US 12,277,397 B2
	Method of training model, method of determining word vector, device, medium, and product
Chao Ma, Beijing (CN); Jingshuai Zhang, Beijing (CN); Qifan Huang, Beijing (CN); Kaichun Yao, Beijing (CN); Peng Wang, Beijing (CN); and Hengshu Zhu, Beijing (CN)
Assigned to BEIJING BAIDU NETCOM SCIENCE TECHNOLOGY CO., LTD., Beijing (CN)
Filed by Beijing Baidu Netcom Science Technology Co., Ltd., Beijing (CN)
Filed on Dec. 29, 2021, as Appl. No. 17/564,369.
Claims priority of application No. 202110277972.5 (CN), filed on Mar. 15, 2021.
Prior Publication US 2022/0121826 A1, Apr. 21, 2022
Int. Cl. G06F 40/40 (2020.01); G06F 40/30 (2020.01); G06N 7/01 (2023.01)

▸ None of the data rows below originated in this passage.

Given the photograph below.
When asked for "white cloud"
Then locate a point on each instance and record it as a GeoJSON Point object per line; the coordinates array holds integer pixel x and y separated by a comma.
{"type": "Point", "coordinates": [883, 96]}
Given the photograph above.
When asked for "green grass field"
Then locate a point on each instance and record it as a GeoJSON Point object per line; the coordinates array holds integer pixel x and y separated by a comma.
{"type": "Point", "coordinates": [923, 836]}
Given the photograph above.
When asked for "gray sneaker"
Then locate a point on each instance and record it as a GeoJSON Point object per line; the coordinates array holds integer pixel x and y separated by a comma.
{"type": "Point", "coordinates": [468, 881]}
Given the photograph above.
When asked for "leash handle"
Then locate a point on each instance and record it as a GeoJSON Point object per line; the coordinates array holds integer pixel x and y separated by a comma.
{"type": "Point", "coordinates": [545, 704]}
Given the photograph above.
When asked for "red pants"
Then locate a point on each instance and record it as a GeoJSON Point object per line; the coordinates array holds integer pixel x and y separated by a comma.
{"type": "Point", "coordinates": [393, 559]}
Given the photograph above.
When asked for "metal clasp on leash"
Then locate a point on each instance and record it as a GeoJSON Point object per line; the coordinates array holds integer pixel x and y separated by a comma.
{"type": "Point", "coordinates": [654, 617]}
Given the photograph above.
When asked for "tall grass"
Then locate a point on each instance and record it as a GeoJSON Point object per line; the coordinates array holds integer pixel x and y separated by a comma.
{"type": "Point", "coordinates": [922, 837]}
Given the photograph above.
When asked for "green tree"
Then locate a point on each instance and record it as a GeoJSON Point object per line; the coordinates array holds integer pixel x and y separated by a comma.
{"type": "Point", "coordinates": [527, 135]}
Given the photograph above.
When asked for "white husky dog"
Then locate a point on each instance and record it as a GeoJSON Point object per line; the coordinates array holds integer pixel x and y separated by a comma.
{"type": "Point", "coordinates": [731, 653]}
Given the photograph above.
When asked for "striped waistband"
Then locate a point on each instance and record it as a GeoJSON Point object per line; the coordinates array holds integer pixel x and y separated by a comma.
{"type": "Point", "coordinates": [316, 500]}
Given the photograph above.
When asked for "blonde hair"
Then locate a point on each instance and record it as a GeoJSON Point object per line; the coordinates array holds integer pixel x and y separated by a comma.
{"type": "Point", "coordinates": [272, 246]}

CPC G06F 40/40 (2020.01) [G06F 40/30 (2020.01); G06N 7/01 (2023.01)]

16 Claims

1. A method of training a model, comprising:

acquiring a first word vector set corresponding to a first word set, wherein the first word set is acquired from a first corpus, and words in the first word set have a non-sequential relationship in linguistics;

for each word vector in the first word vector set,

inputting the word vector to a word embedding model to generate a reduced-dimensional word vector based on the word embedding model,

generating, for other word vector in the first word vector set, a first probability distribution in the first word vector set based on the reduced-dimensional word vector, wherein the other word vector is a word vector in the first word vector set except the word vector input to the word embedding model, and

adjusting a parameter of the word embedding model so as to minimize a difference between the first probability distribution generated using an adjusted word embedding model and a second probability distribution for the other word vector determined by a number of word vector in the first word vector set,

determining, for each word in the first word set, a contrast word set in a complete word set, wherein the first word set belongs to the complete word set, and the words in the first word set are not included in the contrast word set;

acquiring a contrast word vector set corresponding to the contrast word set;

generating, by using the word embedding model, a probability of each word vector in the contrast word set appearing in the first word vector set; and

adjusting the parameter so as to minimize the probability of each word vector in the contrast word set appearing in the first word vector set, which is generated using the adjusted word embedding model, wherein

the determining of the contrast word set includes:

determining a sampling probability according to an appearance number of the word appearing in the first corpus and an appearance number of each word in the complete word set appearing in the first corpus; and

sampling in words in the complete word set other than words in the first word set by using the sampling probability, so as to determine the contrast word set.